Presumptive Coverage Laws: Overcoming the Neglect of Occupational Diseases in Workers Compensation

Tuesday, June 21, 2016: 7:30 AM
Summit Hall 3, Egan Convention Center
David Bonauto , Washington State Department of Labor and Industries, Olympia, WA

Key Objectives:
1. Define presumption and how such laws might benefit in the acceptance of occupational disease claims. 2. Learn how epidemiologic principles can be applied to presumption.

Brief Summary:
Would developing a list of ‘presumed’ occupational diseases lead to more equitable workers compensation systems? Diseases caused by work represent a significant economic and social burden to workers afflicted.  For many reasons, occupational diseases are poorly recognized by the medical community obscuring the employer’s responsibility to bear the costs of unsafe workplaces through workers compensation.  Costs may be shifted or distributed to other social insurance systems or to the worker.
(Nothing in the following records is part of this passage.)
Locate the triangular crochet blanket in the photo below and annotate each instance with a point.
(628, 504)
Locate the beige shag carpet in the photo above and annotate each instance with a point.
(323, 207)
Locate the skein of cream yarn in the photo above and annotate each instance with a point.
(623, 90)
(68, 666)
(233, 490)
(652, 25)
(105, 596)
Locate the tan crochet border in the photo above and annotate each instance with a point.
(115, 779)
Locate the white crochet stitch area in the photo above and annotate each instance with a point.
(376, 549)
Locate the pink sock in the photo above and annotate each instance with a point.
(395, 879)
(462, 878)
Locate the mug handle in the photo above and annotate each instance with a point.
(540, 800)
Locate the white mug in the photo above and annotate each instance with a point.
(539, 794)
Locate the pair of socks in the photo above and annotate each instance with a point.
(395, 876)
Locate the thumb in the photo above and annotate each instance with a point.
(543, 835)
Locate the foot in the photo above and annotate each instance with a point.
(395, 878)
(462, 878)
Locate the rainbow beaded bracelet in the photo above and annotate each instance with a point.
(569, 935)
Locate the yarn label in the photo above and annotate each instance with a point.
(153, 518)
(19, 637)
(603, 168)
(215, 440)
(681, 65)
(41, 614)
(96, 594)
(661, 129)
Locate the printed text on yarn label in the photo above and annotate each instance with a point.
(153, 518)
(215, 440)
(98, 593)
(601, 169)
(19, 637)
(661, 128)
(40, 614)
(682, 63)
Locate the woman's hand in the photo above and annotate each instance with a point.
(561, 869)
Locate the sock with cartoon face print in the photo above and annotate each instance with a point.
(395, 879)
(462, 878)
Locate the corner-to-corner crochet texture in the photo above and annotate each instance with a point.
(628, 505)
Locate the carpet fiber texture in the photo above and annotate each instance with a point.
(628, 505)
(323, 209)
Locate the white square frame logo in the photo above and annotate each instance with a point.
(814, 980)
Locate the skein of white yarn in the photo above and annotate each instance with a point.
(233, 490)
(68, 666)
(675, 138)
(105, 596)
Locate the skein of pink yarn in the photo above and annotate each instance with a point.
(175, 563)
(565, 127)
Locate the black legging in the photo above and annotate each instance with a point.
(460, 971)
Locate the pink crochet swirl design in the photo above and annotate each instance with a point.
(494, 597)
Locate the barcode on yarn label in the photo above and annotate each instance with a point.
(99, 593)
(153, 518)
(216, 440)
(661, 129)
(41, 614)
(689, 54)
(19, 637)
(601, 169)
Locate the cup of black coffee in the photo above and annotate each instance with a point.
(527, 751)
In most workers’ compensation systems, work must ‘on a more probable than not basis’ be considered the cause of the workers’ disease.  Generally the burden of proof falls on the worker to demonstrate that work contributed to or caused the worker’s disease.  While some might consider the legal standard for causation low, the realities of the U.S. health care system and research priorities make achievement of the standard onerous.  Health care providers generally receive little training on obtaining an occupational exposure history or on the contribution of workplace hazardous exposures in causing common diseases.  Historical hazardous exposures in the work environment are often poorly documented limiting detailed exposure data.  Inadequacies of funding and prioritization of occupational health surveillance and research activities limit the research supportive of work as a causative agent in disease.  In other words, the worker shoulders the burden not only of the disease but of an inadequate occupational health system in proving their occupational disease claim. Presumptive coverage laws are a means to reducing a workers’ barrier to obtaining workers compensation benefits for occupational diseases. This roundtable will

  • discuss the value in creating a list of ‘presumed’ occupational diseases.
  • review how other nations approach assigning specific diseases as being caused from work.
  • review epidemiologic considerations for causation of disease.
  • explore possible criteria that could be used to establish a list of presumed occupational diseases.
  • determine CSTE occupational health workgroup interest in this topic.